You always run a risk when you upgrade your server architecture itself. Some code you currently use might not be usable on an upgraded version of PHP, or of Apache, or what have you. For example, WordPress versions prior to 4.4 are not supported by PHP7. If you’re using an older version of WordPress, first of all, that’s a massive security risk. Secondly, trying to upgrade PHP will likely break your site until you upgrade WordPress as well.
Thankfully, a lot of web hosts make toggling PHP versions fairly easy; all you need to do is click a button in the back end server management. That said, you’ll need to do a site audit to make sure any CMSs, any scripts, and any custom code will function in an upgraded environment.
If you have a mind to get more technical, you can start to dig into your server logs. You need to know what you’re looking at to make sense of things, but you can audit your logs looking for anything that seems to be making more calls or taking up more server resources than it should be.
Sometimes old, bad code gets caught in loops, fails to clear memory, or otherwise starts using more resources each time it is cycled. Memory leaks and excessive server load are signs of something Not Quite Working Right.
The way you enable and access server logs will vary from architecture to architecture, so it’s worth learning about how your site is set up and how you can make use of the information you have access to for future optimizations.
The older a site is, the more accumulated stuff you’re likely to have lying around. Of particular note are old e-commerce sites; databases tend to get full of old orders, products that have been discontinued, and so on. Other sites might have piles of old iterative backups, old disabled plugins or script files, themes you no longer use, or even old content you “deleted” by NoIndexing it.
Periodically, perhaps once a year, you should audit your site and clear out old bloat you don’t need. You can use database cleaners to remove bad records, though be VERY careful when removing records from databases; you can screw up query results or even accidentally remove an entire database. Other things, like disabled plugins or disused themes, can be removed with little potential repercussions.
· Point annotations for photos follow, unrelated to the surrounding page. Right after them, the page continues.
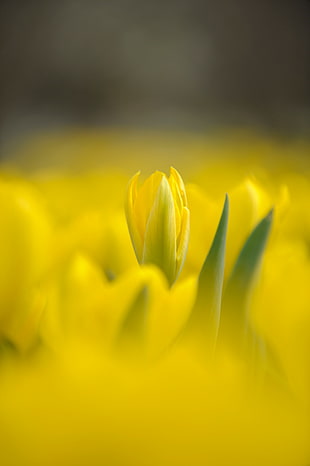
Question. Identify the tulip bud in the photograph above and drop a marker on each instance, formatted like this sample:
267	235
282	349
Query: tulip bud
158	221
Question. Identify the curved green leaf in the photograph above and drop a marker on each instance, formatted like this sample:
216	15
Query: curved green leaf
205	316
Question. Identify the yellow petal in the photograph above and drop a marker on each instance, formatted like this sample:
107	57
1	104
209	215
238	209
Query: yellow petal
160	233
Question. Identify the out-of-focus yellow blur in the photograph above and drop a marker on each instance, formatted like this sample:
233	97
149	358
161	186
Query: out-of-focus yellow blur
75	389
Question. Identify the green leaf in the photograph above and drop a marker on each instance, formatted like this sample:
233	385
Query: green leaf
234	315
205	316
132	332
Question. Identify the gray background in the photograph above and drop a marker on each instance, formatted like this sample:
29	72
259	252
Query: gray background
191	64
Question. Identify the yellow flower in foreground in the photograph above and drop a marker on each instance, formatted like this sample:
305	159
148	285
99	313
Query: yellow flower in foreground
158	221
103	362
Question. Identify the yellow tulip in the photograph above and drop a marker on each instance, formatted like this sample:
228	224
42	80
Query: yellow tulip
158	221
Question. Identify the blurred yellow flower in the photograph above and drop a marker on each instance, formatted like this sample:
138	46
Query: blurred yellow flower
106	360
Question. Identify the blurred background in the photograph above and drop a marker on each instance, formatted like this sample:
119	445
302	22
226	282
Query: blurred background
191	65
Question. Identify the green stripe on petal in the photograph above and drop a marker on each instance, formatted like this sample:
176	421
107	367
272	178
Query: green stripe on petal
160	233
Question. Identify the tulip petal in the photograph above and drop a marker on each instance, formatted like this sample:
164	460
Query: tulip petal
130	215
160	233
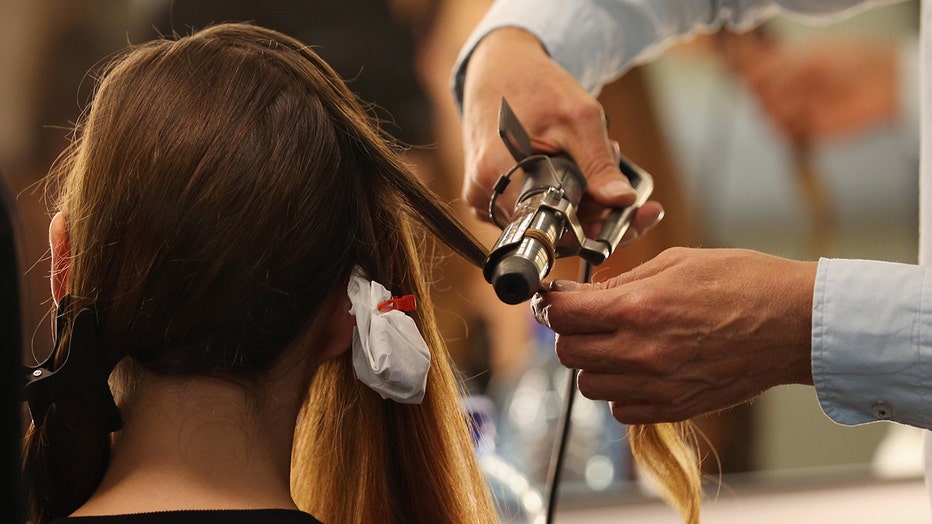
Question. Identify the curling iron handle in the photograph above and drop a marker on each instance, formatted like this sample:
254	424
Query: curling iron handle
616	225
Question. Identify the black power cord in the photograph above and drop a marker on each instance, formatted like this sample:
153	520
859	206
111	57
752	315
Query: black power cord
562	441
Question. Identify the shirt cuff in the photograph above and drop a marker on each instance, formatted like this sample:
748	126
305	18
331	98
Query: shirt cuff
871	356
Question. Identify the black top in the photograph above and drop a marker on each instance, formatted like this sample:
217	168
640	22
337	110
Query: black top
219	516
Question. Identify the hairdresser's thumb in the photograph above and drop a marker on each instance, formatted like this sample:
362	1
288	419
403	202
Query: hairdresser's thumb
542	302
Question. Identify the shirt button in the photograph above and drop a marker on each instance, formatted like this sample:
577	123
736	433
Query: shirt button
882	410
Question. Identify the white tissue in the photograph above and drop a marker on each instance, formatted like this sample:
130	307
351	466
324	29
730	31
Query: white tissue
389	353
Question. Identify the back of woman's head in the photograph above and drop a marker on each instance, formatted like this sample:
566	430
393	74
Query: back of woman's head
218	188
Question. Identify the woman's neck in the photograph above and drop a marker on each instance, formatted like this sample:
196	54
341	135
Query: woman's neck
199	443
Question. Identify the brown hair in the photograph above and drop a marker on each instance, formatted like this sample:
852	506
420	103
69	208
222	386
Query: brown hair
220	186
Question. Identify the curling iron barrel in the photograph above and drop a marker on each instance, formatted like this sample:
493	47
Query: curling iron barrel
544	212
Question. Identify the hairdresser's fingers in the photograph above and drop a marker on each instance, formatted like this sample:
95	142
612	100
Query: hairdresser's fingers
556	111
570	308
643	400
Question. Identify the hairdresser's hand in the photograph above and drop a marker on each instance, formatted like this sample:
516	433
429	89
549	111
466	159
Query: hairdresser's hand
558	114
690	332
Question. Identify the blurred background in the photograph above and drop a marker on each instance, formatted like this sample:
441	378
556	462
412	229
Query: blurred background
730	171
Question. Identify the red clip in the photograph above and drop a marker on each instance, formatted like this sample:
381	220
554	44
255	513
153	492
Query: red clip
402	303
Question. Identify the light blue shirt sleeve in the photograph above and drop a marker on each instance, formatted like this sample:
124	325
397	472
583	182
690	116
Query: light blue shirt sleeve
872	341
598	40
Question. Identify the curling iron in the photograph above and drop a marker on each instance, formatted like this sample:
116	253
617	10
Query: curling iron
545	212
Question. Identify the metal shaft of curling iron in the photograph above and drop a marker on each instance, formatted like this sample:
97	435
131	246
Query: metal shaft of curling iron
517	275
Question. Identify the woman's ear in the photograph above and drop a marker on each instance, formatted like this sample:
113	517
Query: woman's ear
60	245
337	336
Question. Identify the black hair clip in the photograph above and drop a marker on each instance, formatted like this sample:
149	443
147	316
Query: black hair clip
79	378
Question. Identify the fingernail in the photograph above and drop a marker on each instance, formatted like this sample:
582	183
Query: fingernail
617	188
540	311
564	285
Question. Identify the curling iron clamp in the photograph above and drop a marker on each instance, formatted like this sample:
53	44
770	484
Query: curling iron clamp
545	211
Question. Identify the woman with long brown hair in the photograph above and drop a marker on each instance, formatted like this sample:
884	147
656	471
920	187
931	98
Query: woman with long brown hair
221	193
230	222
On WordPress specifically, you can look into things like trackbacks and spam comments, which take up space in your databases even if you don’t have them visible. Delete or remove them to clear up space and make everything run just that much more smoothly.
At the end of the day, sometimes your server is just not very good. A shared host with 2000 other sites on the same piece of hardware is going to have trouble. Your average shared host shares anywhere between 500 and 2,000 websites on the same server. Upgrading to a higher quality shared host, or even a high quality dedicated server, means you’ll have a larger share of resources to yourself and you’ll have a smoother, more functional server. It might be expensive, but it’s often worth the investment.